Stefano la sodomizzò con estrema calma, quasi con un certo timore, per poi aumentare il ritmo che divenne ben presto quasi un assalto. Valeria però non stava certo soffrendo, anzi i suoi umori mi colavano sul viso sempre più copiosi, anche quando il coniuge l’afferrò per i capelli per poter affondare ancor di più i suoi colpi.
È inutile, parti sempre col leccare la fica di una ragazza e finisci sempre col mio cazzo nel culo.” le disse l’uomo quasi con rabbia.
“Lo sai che mi piace tutto, anche essere la tua troia da culo.” gli rispose Valeria oramai prossima all’orgasmo “E tu leccami la fica perchè voglio godere anche di te.”
Compresi che a quel punto ero un di più al loro rapporto, forse inutile anche se continuavo ad affondare la lingua fra le gambe di Valeria, ma vederla in quel modo così inusuale per me, era una nuova fonte di sottile piacere.
Alla fine mi ritrovai il buchetto della donna pieno di sperma che mi colava in faccia, e leccarlo sino all’ultima goccia fu quasi doveroso, avendo come premio conclusivo la bocca di Valeria sulla mia.
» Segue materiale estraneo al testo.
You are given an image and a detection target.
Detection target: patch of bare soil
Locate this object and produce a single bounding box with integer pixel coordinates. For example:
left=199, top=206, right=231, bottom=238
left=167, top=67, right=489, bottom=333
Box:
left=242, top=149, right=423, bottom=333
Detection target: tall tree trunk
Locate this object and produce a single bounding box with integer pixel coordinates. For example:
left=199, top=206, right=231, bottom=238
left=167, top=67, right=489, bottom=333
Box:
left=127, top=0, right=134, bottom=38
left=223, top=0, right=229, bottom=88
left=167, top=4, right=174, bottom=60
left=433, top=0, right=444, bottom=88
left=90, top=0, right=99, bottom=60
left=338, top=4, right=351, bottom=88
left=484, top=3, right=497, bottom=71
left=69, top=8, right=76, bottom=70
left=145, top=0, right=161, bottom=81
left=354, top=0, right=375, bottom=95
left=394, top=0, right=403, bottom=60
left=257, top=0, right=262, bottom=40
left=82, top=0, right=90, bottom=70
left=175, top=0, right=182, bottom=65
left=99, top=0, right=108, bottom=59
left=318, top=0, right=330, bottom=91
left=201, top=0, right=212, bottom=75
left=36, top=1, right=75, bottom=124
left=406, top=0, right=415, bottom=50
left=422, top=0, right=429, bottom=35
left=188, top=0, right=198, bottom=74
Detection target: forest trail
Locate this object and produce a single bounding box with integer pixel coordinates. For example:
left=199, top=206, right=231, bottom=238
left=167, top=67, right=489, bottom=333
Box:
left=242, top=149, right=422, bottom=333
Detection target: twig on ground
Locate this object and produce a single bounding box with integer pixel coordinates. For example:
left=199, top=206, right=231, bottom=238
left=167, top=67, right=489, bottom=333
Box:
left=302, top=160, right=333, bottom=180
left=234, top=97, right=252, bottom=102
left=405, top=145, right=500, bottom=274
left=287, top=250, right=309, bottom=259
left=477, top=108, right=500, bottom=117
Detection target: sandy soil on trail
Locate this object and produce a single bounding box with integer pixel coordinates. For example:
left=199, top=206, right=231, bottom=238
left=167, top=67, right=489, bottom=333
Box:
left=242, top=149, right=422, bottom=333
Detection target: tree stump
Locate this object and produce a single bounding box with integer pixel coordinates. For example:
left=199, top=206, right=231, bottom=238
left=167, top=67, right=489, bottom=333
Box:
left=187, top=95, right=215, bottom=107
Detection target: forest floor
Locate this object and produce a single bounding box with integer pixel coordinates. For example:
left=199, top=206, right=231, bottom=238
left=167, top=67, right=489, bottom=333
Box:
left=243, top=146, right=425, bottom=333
Mi rivestii in un silenzio quasi irreale, per poi esser accompagnata alla porta dalla padrona di casa, coperta solo da una camicia da uomo.
“Quando vuoi chiamami.” mi disse dandomi un suo biglietto preso non so da dove vicino alla porta “M’è rimasta la voglia di scoparti e credo che per te sia lo stesso.”
“Sì le risposi dandole l’ultimo bacio della serata, sapendo che non sarebbe stato l’ultimo fra di noi.